After running terraform apply, we had a fully provisioned, production-ready foundation to build our application on.

Phase 2: The Kotlin Feature Engineering Service

The heart of the system is the microservice that performs the actual feature calculations. We chose Kotlin with coroutines to handle the high-concurrency, I/O-bound nature of consuming from Pulsar and potentially calling other services for data enrichment.

The project structure is a standard Gradle build. The build.gradle.kts file declares our key dependencies: the official Pulsar client, a Consul client for fetching configuration, and Ktor for exposing health check endpoints.

// build.gradle.kts

plugins {
    kotlin("jvm") version "1.9.0"
    application
}

// ... repository definitions

dependencies {
    // Pulsar client for messaging
    implementation("org.apache.pulsar:pulsar-client:3.1.0")

    // Consul client for dynamic configuration
    implementation("com.orbitz.consul:consul-client:1.5.3")

    // Ktor for HTTP server (health checks)
    implementation("io.ktor:ktor-server-core-jvm:2.3.4")
    implementation("io.ktor:ktor-server-netty-jvm:2.3.4")

    // Logging
    implementation("org.slf4j:slf4j-simple:2.0.7")

    // Coroutines
    implementation("org.jetbrains.kotlinx:kotlinx-coroutines-core:1.7.3")

    // Testing
    testImplementation(kotlin("test"))
    testImplementation("io.mockk:mockk:1.13.7")
}

The core logic resides in a FeatureProcessor class. On startup, it connects to both Pulsar and Consul. It fetches its configuration—like input/output topics and window duration—from the Consul KV store. This is the dynamic configuration piece that allows the platform team to tweak feature logic without requiring the ML team to rebuild and redeploy their service.
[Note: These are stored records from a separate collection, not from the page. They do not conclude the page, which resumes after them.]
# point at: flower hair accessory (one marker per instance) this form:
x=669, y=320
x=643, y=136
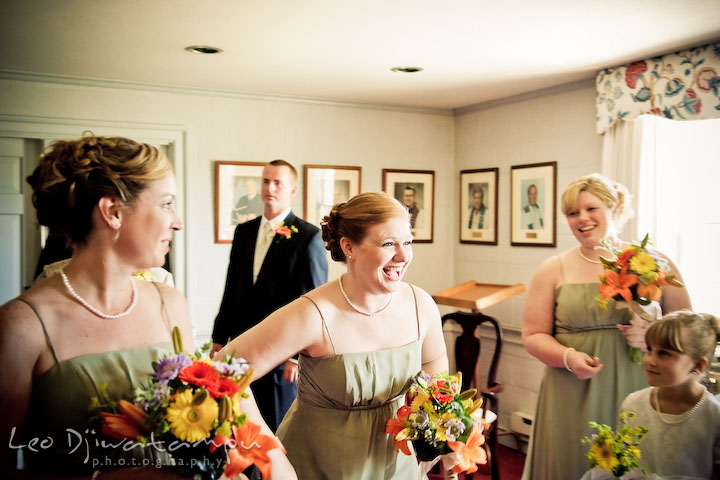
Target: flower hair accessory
x=285, y=231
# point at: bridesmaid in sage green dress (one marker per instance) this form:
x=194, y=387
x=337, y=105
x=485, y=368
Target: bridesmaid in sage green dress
x=589, y=371
x=92, y=323
x=361, y=340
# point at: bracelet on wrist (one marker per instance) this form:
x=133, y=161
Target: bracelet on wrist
x=565, y=355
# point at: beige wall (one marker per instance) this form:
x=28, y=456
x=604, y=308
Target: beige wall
x=552, y=125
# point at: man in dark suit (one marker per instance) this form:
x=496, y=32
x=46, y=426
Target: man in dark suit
x=274, y=259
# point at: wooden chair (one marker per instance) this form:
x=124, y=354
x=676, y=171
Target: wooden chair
x=467, y=354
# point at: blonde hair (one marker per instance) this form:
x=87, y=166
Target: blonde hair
x=687, y=332
x=352, y=219
x=73, y=175
x=613, y=194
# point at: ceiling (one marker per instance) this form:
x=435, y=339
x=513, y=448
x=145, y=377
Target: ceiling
x=472, y=51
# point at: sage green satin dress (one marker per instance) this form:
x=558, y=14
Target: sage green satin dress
x=60, y=411
x=566, y=404
x=335, y=429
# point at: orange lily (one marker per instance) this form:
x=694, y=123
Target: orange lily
x=129, y=424
x=393, y=427
x=651, y=292
x=470, y=453
x=397, y=425
x=250, y=447
x=119, y=427
x=618, y=283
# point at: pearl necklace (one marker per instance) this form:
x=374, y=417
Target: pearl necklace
x=94, y=310
x=358, y=309
x=682, y=417
x=586, y=258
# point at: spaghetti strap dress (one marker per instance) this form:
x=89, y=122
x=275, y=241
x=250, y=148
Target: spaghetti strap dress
x=67, y=442
x=565, y=403
x=335, y=429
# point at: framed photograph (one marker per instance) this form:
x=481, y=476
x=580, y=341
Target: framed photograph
x=237, y=196
x=416, y=190
x=326, y=185
x=534, y=205
x=478, y=206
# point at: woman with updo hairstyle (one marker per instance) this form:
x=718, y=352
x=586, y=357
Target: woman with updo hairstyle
x=361, y=339
x=92, y=326
x=585, y=348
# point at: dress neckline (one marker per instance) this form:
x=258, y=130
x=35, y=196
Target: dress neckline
x=85, y=356
x=369, y=352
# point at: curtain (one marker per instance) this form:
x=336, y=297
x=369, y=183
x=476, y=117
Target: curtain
x=672, y=169
x=682, y=86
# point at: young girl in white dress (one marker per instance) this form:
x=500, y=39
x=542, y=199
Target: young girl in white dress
x=682, y=417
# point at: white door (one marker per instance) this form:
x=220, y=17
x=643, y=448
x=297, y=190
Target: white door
x=11, y=218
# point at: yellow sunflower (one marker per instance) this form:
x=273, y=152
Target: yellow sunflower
x=190, y=422
x=643, y=264
x=604, y=456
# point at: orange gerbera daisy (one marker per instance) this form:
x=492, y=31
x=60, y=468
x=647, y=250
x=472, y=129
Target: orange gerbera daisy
x=200, y=374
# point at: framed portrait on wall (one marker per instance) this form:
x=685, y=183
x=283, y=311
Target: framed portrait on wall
x=326, y=185
x=416, y=190
x=533, y=204
x=479, y=206
x=237, y=196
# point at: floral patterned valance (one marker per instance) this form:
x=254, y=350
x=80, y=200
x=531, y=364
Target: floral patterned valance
x=680, y=86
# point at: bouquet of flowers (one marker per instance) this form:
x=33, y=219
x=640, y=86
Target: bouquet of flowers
x=191, y=405
x=618, y=453
x=635, y=277
x=437, y=418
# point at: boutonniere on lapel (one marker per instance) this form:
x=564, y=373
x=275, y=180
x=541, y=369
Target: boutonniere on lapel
x=285, y=231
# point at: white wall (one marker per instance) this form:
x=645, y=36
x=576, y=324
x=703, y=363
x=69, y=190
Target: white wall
x=249, y=129
x=552, y=125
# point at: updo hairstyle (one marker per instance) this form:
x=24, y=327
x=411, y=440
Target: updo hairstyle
x=687, y=332
x=613, y=194
x=73, y=175
x=352, y=219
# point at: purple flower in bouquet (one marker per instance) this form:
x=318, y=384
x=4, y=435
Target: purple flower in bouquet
x=168, y=368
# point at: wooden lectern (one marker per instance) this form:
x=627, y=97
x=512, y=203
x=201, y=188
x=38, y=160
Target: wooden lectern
x=475, y=296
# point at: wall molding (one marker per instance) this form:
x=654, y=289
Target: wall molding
x=152, y=87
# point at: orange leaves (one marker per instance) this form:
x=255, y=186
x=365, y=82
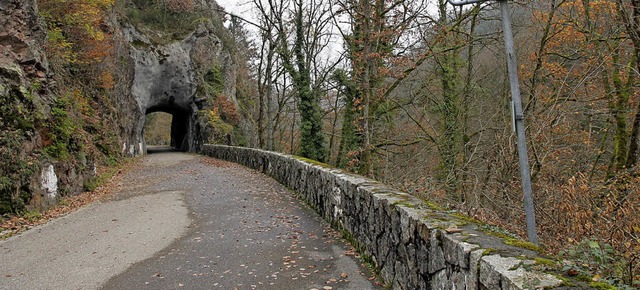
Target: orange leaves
x=106, y=80
x=227, y=110
x=76, y=32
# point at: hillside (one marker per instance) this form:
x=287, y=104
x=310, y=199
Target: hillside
x=78, y=78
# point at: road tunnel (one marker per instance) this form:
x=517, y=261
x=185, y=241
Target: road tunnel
x=180, y=137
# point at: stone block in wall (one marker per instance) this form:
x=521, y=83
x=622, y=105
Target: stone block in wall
x=405, y=238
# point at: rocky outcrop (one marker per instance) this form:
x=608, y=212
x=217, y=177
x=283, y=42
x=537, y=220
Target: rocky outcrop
x=167, y=78
x=413, y=245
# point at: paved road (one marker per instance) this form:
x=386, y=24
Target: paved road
x=186, y=222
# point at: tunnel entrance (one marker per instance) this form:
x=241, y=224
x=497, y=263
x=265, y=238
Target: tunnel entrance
x=167, y=126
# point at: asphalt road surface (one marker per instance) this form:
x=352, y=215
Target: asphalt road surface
x=186, y=222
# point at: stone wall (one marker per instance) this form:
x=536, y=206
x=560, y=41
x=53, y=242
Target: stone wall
x=414, y=245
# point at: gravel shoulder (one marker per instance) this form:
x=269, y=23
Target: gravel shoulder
x=184, y=221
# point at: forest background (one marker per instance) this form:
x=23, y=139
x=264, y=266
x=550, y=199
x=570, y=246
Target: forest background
x=412, y=93
x=415, y=94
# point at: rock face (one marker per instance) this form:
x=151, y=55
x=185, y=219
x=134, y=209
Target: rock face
x=167, y=77
x=54, y=126
x=414, y=247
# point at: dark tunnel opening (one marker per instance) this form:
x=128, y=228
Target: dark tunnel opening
x=178, y=133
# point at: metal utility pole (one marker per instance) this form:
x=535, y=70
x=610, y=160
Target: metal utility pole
x=518, y=115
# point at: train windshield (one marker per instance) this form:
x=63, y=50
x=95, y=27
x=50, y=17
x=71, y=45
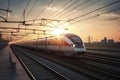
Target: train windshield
x=75, y=39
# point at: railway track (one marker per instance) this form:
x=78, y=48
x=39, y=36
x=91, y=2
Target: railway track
x=33, y=63
x=92, y=66
x=37, y=70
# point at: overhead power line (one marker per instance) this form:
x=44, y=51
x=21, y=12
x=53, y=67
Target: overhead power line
x=69, y=13
x=61, y=7
x=57, y=15
x=96, y=10
x=43, y=9
x=31, y=8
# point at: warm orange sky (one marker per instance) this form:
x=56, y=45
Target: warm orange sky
x=106, y=24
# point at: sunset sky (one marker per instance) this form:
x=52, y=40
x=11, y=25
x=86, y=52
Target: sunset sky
x=94, y=18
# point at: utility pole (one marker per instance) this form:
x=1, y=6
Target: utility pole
x=89, y=39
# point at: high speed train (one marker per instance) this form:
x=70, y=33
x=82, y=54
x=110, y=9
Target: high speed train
x=66, y=44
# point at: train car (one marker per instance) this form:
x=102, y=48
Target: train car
x=66, y=44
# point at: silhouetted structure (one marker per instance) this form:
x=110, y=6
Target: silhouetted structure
x=104, y=41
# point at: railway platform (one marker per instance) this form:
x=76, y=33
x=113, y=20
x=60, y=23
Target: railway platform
x=10, y=70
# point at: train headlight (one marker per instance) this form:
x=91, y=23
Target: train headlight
x=73, y=45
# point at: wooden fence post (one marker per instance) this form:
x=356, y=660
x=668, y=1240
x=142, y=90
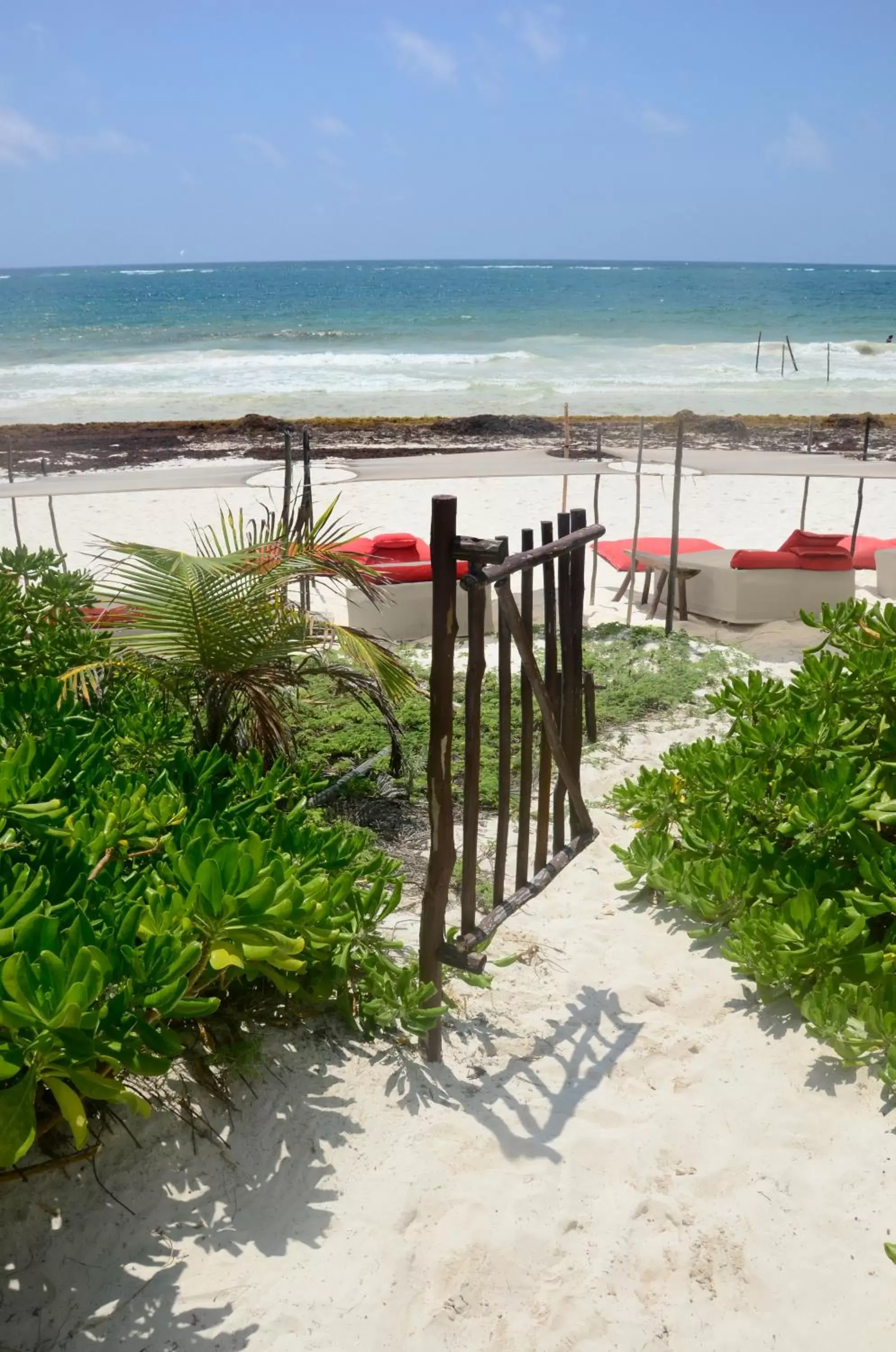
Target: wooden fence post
x=542, y=822
x=806, y=486
x=561, y=681
x=472, y=752
x=525, y=729
x=13, y=502
x=504, y=752
x=577, y=520
x=56, y=533
x=439, y=771
x=860, y=495
x=634, y=539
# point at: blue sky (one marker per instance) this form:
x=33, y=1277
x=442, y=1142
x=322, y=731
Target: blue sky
x=287, y=129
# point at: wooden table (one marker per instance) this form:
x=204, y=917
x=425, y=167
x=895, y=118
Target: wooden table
x=660, y=564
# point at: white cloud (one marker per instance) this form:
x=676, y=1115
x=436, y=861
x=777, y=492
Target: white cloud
x=802, y=146
x=422, y=56
x=663, y=123
x=21, y=141
x=539, y=34
x=261, y=148
x=328, y=126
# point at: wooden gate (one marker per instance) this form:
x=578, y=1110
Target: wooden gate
x=562, y=693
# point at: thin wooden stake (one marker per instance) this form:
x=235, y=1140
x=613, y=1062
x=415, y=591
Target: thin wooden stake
x=504, y=698
x=13, y=502
x=673, y=548
x=472, y=754
x=860, y=495
x=634, y=539
x=287, y=486
x=542, y=824
x=56, y=533
x=577, y=518
x=525, y=729
x=806, y=486
x=439, y=771
x=791, y=352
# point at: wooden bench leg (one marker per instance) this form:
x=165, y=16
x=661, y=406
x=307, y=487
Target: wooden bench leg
x=657, y=597
x=683, y=598
x=623, y=589
x=646, y=589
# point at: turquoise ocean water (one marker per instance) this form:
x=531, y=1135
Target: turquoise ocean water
x=221, y=340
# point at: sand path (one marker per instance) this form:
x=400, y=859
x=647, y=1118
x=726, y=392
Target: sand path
x=622, y=1152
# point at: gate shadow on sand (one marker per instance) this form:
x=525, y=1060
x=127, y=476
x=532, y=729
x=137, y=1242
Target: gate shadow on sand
x=530, y=1100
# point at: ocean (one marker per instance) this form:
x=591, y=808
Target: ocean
x=413, y=338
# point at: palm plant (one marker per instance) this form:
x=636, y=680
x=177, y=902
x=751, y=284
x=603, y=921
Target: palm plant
x=219, y=632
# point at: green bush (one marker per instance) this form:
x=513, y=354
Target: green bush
x=784, y=833
x=141, y=894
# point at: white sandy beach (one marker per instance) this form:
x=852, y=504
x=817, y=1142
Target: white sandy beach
x=622, y=1152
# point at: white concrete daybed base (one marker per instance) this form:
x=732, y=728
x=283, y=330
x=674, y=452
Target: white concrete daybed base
x=403, y=612
x=753, y=597
x=886, y=564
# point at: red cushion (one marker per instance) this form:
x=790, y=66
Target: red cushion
x=764, y=559
x=840, y=563
x=399, y=541
x=865, y=549
x=807, y=543
x=614, y=551
x=361, y=548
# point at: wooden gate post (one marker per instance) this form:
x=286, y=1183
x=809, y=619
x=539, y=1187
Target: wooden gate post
x=439, y=767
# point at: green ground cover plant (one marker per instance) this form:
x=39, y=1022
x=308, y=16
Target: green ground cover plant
x=783, y=833
x=152, y=893
x=638, y=671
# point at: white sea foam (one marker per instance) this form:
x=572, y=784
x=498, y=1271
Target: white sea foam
x=537, y=376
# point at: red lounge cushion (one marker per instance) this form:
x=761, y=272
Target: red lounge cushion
x=361, y=548
x=806, y=543
x=865, y=549
x=764, y=559
x=614, y=551
x=401, y=543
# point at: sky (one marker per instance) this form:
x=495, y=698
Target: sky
x=241, y=130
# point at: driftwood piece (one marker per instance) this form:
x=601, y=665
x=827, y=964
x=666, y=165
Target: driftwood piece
x=504, y=699
x=525, y=729
x=673, y=545
x=542, y=825
x=475, y=551
x=439, y=771
x=535, y=885
x=531, y=557
x=472, y=754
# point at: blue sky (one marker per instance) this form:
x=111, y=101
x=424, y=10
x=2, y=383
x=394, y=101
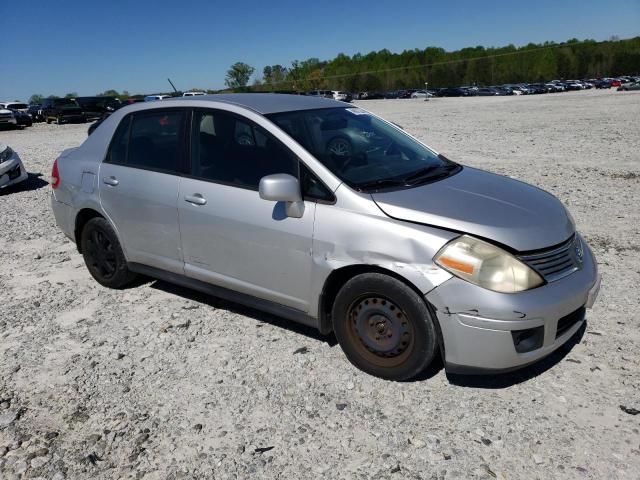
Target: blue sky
x=88, y=46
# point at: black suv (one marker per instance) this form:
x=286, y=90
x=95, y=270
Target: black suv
x=62, y=110
x=97, y=107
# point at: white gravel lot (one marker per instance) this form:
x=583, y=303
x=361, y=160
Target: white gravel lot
x=160, y=382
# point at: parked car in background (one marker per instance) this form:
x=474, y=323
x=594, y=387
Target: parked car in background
x=151, y=98
x=7, y=118
x=23, y=119
x=370, y=96
x=129, y=101
x=402, y=253
x=62, y=110
x=12, y=170
x=625, y=87
x=22, y=107
x=35, y=110
x=421, y=94
x=321, y=93
x=96, y=107
x=454, y=92
x=20, y=113
x=487, y=92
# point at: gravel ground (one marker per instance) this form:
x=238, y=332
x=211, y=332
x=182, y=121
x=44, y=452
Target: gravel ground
x=160, y=382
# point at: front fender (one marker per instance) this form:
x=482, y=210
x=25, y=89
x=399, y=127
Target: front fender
x=344, y=237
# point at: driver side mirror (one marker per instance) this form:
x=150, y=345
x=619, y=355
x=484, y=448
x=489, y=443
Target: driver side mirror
x=282, y=187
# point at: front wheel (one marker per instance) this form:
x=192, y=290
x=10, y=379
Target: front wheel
x=103, y=255
x=384, y=327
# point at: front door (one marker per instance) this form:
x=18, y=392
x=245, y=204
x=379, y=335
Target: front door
x=230, y=236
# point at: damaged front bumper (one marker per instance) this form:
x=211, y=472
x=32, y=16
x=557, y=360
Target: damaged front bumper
x=490, y=332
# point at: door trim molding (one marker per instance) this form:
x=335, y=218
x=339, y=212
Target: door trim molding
x=226, y=294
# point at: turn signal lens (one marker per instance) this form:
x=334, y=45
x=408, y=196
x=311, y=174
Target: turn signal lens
x=486, y=265
x=456, y=265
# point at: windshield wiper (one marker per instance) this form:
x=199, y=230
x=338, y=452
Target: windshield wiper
x=427, y=173
x=419, y=175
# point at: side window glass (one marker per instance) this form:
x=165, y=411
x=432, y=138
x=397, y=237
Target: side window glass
x=118, y=148
x=155, y=141
x=234, y=151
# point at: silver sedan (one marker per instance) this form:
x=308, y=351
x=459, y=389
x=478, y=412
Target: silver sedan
x=401, y=252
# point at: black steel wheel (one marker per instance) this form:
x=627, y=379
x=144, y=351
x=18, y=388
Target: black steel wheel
x=103, y=255
x=384, y=327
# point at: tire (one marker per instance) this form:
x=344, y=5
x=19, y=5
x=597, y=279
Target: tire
x=384, y=327
x=103, y=255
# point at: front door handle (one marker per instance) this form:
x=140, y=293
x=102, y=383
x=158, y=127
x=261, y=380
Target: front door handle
x=113, y=181
x=196, y=199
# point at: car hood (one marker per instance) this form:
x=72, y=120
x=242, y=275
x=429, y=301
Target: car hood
x=480, y=203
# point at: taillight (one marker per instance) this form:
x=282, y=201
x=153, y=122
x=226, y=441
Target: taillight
x=55, y=176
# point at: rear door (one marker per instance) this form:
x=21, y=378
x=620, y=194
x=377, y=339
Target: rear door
x=139, y=183
x=230, y=236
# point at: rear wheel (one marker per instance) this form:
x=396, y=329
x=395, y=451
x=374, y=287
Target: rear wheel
x=103, y=255
x=384, y=327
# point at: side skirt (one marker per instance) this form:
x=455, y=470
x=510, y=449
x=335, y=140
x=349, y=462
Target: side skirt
x=226, y=294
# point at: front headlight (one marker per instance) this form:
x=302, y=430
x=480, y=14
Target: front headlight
x=486, y=265
x=6, y=154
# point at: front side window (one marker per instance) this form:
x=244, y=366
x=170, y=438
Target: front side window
x=362, y=150
x=155, y=141
x=232, y=150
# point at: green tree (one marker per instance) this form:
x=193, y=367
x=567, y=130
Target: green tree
x=109, y=93
x=238, y=75
x=36, y=98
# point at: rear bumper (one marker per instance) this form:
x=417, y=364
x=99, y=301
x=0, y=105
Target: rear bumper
x=478, y=325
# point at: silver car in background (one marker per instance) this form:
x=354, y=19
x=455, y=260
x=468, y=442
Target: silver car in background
x=401, y=252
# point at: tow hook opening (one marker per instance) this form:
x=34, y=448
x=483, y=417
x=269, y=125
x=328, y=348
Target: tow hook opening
x=529, y=339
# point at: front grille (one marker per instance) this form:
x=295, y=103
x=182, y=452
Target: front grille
x=557, y=262
x=568, y=321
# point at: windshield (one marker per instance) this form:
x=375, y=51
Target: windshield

// src/main/kotlin/com/mlops/feature/FeatureProcessor.kt

import com.orbitz.consul.Consul
import com.orbitz.consul.KeyValueClient
import kotlinx.coroutines.*
import org.apache.pulsar.client.api.*
import org.slf4j.LoggerFactory
import java.util.concurrent.TimeUnit
import java.util.concurrent.ConcurrentHashMap

// Data classes for input events and output features
data class TransactionEvent(val userId: String, val amount: Double, val timestamp: Long)
data class UserFeatures(val userId: String, val transactionCount10Min: Long, val totalAmount10Min: Double)

class FeatureProcessor(
    private val pulsarClient: PulsarClient,
    private val kvClient: KeyValueClient
) {
    private val logger = LoggerFactory.getLogger(javaClass)

    // In-memory state for windowed aggregations. In a real-world scenario,
    // this would be backed by a state store like RocksDB or Redis for fault tolerance.
    private val userTransactionWindows = ConcurrentHashMap<String, MutableList<Pair<Long, Double>>>()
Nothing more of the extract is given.